Behind the scenes, innovation makers fight to realise their projects and it often comes with a high price. Steve Jobs' experienced this first hand when his projects were often terminated by the company's board of directors due to the investors' concern about unnecessary financial spending. The long-term funding of an idea whose impact is difficult to gage at first, is a privilege that only a few big companies can afford.
Technological revolution or stagnation?
So, we all think innovation is great. We love reading bios and watching films about it, we love discussing it in classrooms and MBAs, because we all know by now that the 21st century leader is one that innovates. But when we peel all the rhetoric away what are we truly left with? Are we innovating, technologically, scientifically and empirically? Or have we just constructed a sexy new language to talk about novices?
There are some pessimists that believe we may be overestimating our rate of innovation. Peter Thiel, the founder and CEO of Paypal, and one of the first Angel investors of Facebook, has written about the decline of science and technology in the past four decades. He believes one of the culprits is the state. In his influential 2011 essay "The End of the Future" he blames increased government regulation and the absence of investment in new frontiers of research. Thiel thinks that United States has become a risk-averse society, not investing in scientific research as it did for example during the Second World War and the Cold War for the obvious reasons of building offensive weapons.
Thiel and his colleagues at the Founders Fund, a Silicon Valley Venture Capital firm, describe the current VC scene thus: "We wanted flying cars, instead we got 140 characters." Thiel criticises the government for being caught up in leftist cultural politics in giving things like healthcare a priority.
If one can look past Thiel's libertarian and conservative approach, there may be some truth to his stagnation idea. As society moved from the industrial revolution to the digital revolution, the rate of growth slowed down considerably in the past decades. Tyler Cowen, in his book The Great Stagnation: How America Ate All the Low Hanging Fruit of Modern History, Got Sick and Will (Eventually) Feel Better also argues for a similar point. He claims that United States experienced fast growth in the past because of free land, rapid inventions due to the scientific progress of the 18th and 19th century, and education, something people didn't have access to earlier. Due to falling rates of innovation that growth has reached a plateau both in United States and other advanced economies.
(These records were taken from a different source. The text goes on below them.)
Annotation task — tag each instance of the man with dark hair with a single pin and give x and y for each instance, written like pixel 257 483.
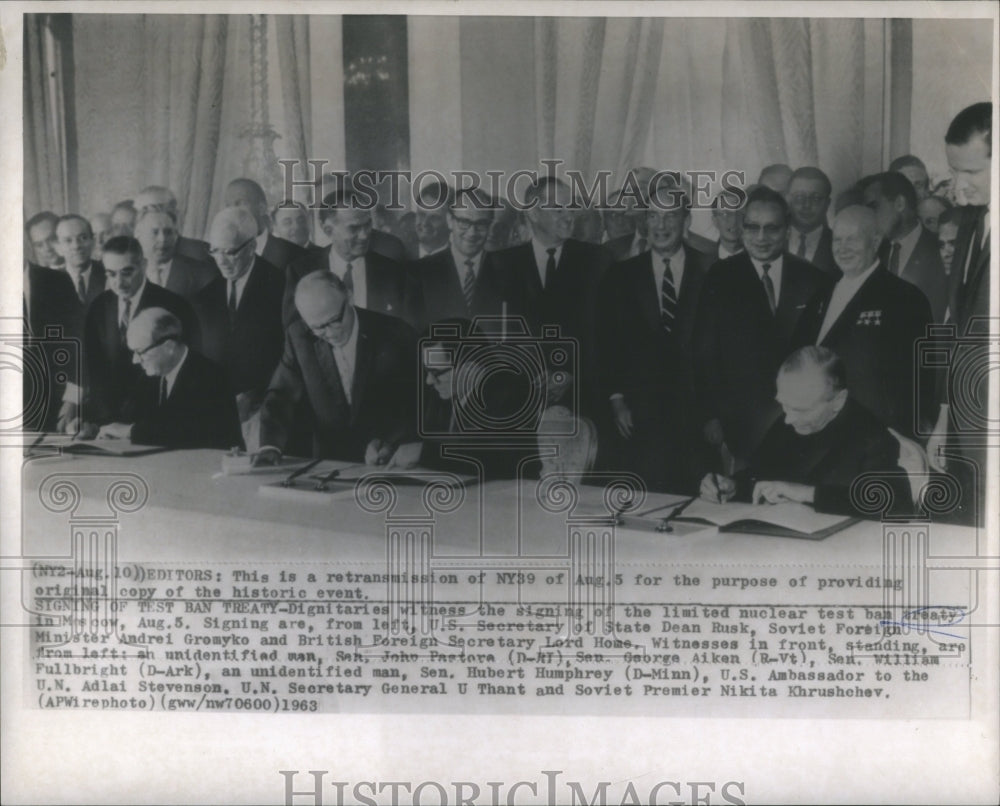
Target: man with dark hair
pixel 645 332
pixel 913 168
pixel 826 442
pixel 373 281
pixel 968 145
pixel 809 192
pixel 908 250
pixel 180 399
pixel 751 305
pixel 109 369
pixel 75 242
pixel 872 319
pixel 41 232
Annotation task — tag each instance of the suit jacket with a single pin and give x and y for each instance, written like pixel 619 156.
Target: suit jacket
pixel 249 348
pixel 388 287
pixel 875 336
pixel 740 344
pixel 193 248
pixel 437 289
pixel 188 276
pixel 51 302
pixel 853 443
pixel 200 411
pixel 925 270
pixel 383 393
pixel 109 370
pixel 279 252
pixel 655 371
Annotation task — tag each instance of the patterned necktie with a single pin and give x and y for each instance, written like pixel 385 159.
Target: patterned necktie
pixel 769 287
pixel 550 267
pixel 469 282
pixel 668 298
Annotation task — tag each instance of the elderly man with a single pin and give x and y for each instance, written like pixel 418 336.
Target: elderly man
pixel 355 372
pixel 156 231
pixel 75 242
pixel 808 201
pixel 375 282
pixel 109 370
pixel 181 399
pixel 908 250
pixel 872 319
pixel 248 195
pixel 826 442
pixel 751 306
pixel 447 282
pixel 157 197
pixel 41 232
pixel 239 313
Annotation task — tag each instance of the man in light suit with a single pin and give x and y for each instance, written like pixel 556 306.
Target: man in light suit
pixel 239 313
pixel 375 283
pixel 156 230
pixel 872 319
pixel 751 306
pixel 908 250
pixel 248 195
pixel 181 399
pixel 356 372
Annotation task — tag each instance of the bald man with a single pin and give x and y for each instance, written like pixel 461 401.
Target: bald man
pixel 353 370
pixel 180 399
pixel 239 312
pixel 872 319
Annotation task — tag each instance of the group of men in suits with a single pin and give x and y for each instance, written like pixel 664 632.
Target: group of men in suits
pixel 677 343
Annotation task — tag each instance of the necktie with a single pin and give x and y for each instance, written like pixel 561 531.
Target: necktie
pixel 894 258
pixel 668 298
pixel 349 279
pixel 232 303
pixel 126 317
pixel 769 287
pixel 469 282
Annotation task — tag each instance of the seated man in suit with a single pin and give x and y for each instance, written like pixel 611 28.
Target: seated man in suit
pixel 41 232
pixel 354 370
pixel 751 306
pixel 157 197
pixel 907 250
pixel 446 284
pixel 156 231
pixel 109 369
pixel 239 313
pixel 374 282
pixel 826 442
pixel 871 319
pixel 248 195
pixel 809 193
pixel 182 400
pixel 75 242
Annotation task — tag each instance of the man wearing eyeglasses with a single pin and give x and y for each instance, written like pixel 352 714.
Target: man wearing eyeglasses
pixel 354 371
pixel 108 365
pixel 180 399
pixel 374 282
pixel 447 283
pixel 239 313
pixel 810 237
pixel 751 305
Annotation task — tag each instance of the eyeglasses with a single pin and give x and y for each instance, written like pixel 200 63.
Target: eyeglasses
pixel 465 224
pixel 153 346
pixel 230 253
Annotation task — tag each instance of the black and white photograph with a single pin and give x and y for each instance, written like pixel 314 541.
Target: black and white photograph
pixel 499 403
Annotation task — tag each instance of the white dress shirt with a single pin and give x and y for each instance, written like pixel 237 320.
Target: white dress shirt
pixel 843 293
In the end, are we living in truly innovative times, or are we sidetracked by Silicon Valley's entrepreneurial success stories? How can we, standing within our socio-historical context, actually measure progress without getting it confused with the rapid changes of the digital world? We may leave those questions to the economists and historians to tackle, but for now we sure are entertained by our innovation idols and there's no doubt that entrepreneurial success stories have become our preferred genre of entertainment as well as our cultural aspiration.
Zeynep Zileli Rabanea is a writer and analyst focused on culture, media and communications, currently based in Sao Paulo.